On 20 November 2008, he was appointed again as a Minister of Healthcare.

==== Corruption scandal and imprisonment ====
On 21 September 2010, Dosqaliev, during his visit to North Kazakhstan Region, arranged an unscheduled check on his subordinates and was dissatisfied with their knowledge. That same day, the financial police opened a criminal cause against Dosqaliev for abuse of office. On 25 September 2010, Dosqaliev was detained by the employees of the financial police of Kazakhstan, but a day earlier his health condition deteriorated and he ended up in the National Scientific Medical Center. The leadership of the Scientific Center, where the minister is located, stated that Dosqaliev was in an extremely serious condition which was in a coma. However, the financial police showed a video recording of the head of the Minister talking with doctors and at the same time actively gesturing. As a result, the investigators managed to prove that the Dosqaliev faked a stroke, and the doctors of the Scientific Center admitted that they had given false testimony about his condition.

Dosqaliev was accused of abuse of power and abuse of office, receiving a bribe on an especially large scale and embezzling budget funds. In particular, the investigation established that Dosqaliev received six more apartments as a bribe. He registered one of them for his close relative, and sold the other five.

On the night of 2 and 3 October 2010, the Saryarqa District Court of Astana gave an arrest warrant. On 7 October 2010, by the Decree of the President of Kazakhstan, Dosqaliev was relieved from his post.

On 28 April 2011, the Astana Prosecutor's Office transferred the criminal case for consideration to the Interdistrict Criminal Court. On 5 August 2011 he was sentenced to 7 years in a strict regime colony with confiscation of property.

While in prison, Dosqaliev wrote a petition to President Nursultan Nazarbayev with a petition for clemency. In January 2012, by the decree of President, a pardon was issued on Dosqaliev by reducing the sentence from 7 to 2 years.

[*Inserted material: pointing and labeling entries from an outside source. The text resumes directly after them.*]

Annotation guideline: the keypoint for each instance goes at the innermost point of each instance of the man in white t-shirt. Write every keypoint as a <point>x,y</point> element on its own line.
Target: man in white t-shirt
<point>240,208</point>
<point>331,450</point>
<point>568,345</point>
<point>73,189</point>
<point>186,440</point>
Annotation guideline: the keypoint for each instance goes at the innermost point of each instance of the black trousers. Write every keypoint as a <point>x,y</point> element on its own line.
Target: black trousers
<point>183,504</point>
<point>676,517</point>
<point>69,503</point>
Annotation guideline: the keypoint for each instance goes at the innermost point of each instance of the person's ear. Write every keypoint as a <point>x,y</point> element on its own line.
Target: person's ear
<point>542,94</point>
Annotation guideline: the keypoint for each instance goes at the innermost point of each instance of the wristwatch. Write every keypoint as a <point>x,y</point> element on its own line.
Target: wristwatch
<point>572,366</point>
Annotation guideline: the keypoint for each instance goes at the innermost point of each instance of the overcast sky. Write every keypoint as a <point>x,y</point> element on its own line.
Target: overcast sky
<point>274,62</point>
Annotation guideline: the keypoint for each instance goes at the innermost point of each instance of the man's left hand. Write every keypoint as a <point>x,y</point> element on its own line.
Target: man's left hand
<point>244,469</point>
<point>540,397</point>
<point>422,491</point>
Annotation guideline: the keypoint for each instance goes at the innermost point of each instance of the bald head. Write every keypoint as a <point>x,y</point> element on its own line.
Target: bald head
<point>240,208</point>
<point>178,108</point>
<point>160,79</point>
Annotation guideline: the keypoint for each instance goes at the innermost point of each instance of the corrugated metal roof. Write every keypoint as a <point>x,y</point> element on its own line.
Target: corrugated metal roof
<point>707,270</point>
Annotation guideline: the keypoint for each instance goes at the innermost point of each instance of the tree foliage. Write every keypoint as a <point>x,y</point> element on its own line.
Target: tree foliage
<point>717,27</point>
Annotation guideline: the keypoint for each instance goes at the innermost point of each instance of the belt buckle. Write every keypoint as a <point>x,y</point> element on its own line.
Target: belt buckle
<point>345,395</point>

After that, Dosqaliev filed a petition for parole.

On 29 February 2012, the Astana City Court made a decision on parole from places of detention. On 16 March 2012, after the expiration of the time limit for filing appeals by the supervisory authorities, Dosqaliev was released.

=== Later life ===
On 3 August 2012, despite his previous convictions, Dosqaliev was re-employed in the civil service, began to work as a researcher at the National Scientific Medical Center as the head of the organ transplant center.

Since 2013, he has been working as a leader at the Republican Center for Transplantation.